Fog Creek Software
Discussion Board




Memory caching and synchronization


I was recently bitten by a nasty multi-processor synchronization bug.  The destructor for a custom semaphore object had the code:

if (--mThreadCount == 0)  mThreadId = 0;

This has worked fine for years on x86 machines, but the code in question failed rapidly on an IA64 machine.

The problem was decremented value of mThreadCount being written to memory after mThreadId, and after another thread had already claimed the semaphore based on mThreadId being 0.

The solution was to use InterlockedDecrement and InterlockedExchange calls to modify the variables.  An article on the MSDN talks about this:  http://msdn.microsoft.com/library/en-us/dllproc/base/synchronization_and_multiprocessor_issues.asp

But, I think this article is incorrect in that it talks about a second processor reading a value from memory while it is still in the cache of the first processor.  I thought bus snooping caches, et al. solved that problem.

As I see it the problem is with the transfer of data between processor registers and memory (cache or otherwise).  In this case, the compiler decided to reorder the writes for efficiency.

The problem I have is I don't see where the guarantees are.  Why should calling an API function ensure that all the processor registers are flushed?

But, how am I supposed to write thread safe code in this case?  Even if I use a critical section what is to say that a value is written back to memory and not just cached in a register somewhere until the later when the compiler decided it needed to reuse that register?

In a number of places I have code that can avoid the need for (and associated performance overhead of) explicit synchronization primitives if the order of writes to memory is the same as is given in the code.

Am I missing something obvious here or is all my multithreaded code now suspect? 

Rob Walker
Monday, December 16, 2002

If the problem is with the compiler as you think Rob, there really isn't a garauntee that your code is thread-safe at any time. Which is unfortunate, because the leak in the abstraction is at the compiler level, which is like knocking out a support beam in software.

Have you looked at the assembly code to see if things were switched as you say?

Giampiero
Monday, December 16, 2002

This is an unfortunate consequence of how C is defined. In order to give a compiler  the maximum possible flexibility in what optimizations can be performed, very little is specified in terms of what order  operations are performed in.

Do a Google search for "Sequence Points", or take a look at http://www.embedded.com/story/OEG20020625S0041 and you'll out a lot more about how this works.

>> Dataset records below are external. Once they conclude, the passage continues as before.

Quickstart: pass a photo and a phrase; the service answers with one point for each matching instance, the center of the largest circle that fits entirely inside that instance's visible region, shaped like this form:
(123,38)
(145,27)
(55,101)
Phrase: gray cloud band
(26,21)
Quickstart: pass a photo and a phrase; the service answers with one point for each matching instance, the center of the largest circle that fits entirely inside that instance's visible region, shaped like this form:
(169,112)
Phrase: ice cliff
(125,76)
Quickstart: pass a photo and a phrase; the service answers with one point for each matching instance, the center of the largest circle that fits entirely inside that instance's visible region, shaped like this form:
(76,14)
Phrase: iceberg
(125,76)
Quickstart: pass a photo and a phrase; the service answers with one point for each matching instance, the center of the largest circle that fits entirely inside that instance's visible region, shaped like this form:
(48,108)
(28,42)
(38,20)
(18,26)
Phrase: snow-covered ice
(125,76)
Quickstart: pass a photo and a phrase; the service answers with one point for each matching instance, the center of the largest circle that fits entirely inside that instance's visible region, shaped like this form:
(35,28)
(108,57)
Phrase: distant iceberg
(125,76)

As far as how calling an API helps? Well, it's probably (!) safe to assume that the synchronization primitives in whatever API you're using were written at least partially in assembler, so as to make use of the special machine instructions needed to effectively synchronize two processors.

There is still an opportunity for your code to go wrong in not putting a value out to memory right away, even inside your critical section. There isn't an easy solution here, but the proper use of the "volatile" keyword in C can be helpful to ensure that writes actually make it out to memory in a timely manner.

Ultimately, you shouldn't try to implement semaphores or mutual exclusion on your own. Use whatever is provided by your environment/API.

-Mark

Mark Bessey
Monday, December 16, 2002

>> if (--mThreadCount == 0)  mThreadId = 0;

Wasn't  mThreadCount  guarded by a CRITICAL_SECTION or semaphore?  If not, then this code could have failed on a single processor machine as well.

Though I don't recall the Interlocked set of MSFT functions all that well, I think all they did was guard the variables with cirtical sections.

Of course, all I see is this one line of code, but even in this context, based on the var names, I'm guessing its a simple multithreading bug - not a multi CPU bug.  It just had not shown up yet (??).

Nat Ersoz
Monday, December 16, 2002

> As far as how calling an API helps? Well, it's probably (!)
> safe to assume that the synchronization primitives in
> whatever API you're using were written at least partially in
> assembler, so as to make use of the special machine
> instructions needed to effectively synchronize two
> processors.

Specifically, the Interlocked* calls use the LOCK opcode, and are __fastcall (parameters in registers instead of stack), so they should be pretty much safe in this case

KJK::Hyperion
Monday, December 16, 2002

If you arent using processor locking then all you code is suspect.  The API's wrap/abstract this for you( was even more usefull back when nt ran on alpha as well), which is why you ought to be using them.  It will probably work on 1 proc, may work on two, but throw 3-32 in the mix and its a crapshoot.

SR

MT Dabbler
Monday, December 16, 2002

Thank you all for your comments.

Giampiero wrote:
> Have you looked at the assembly code to see if things
> were switched as you say?

Not in any detail.  This happens in the Win64 build of our software, and I haven't dug out an IA64 instruction manual yet.  I'll try and find time to do it in the next day or so.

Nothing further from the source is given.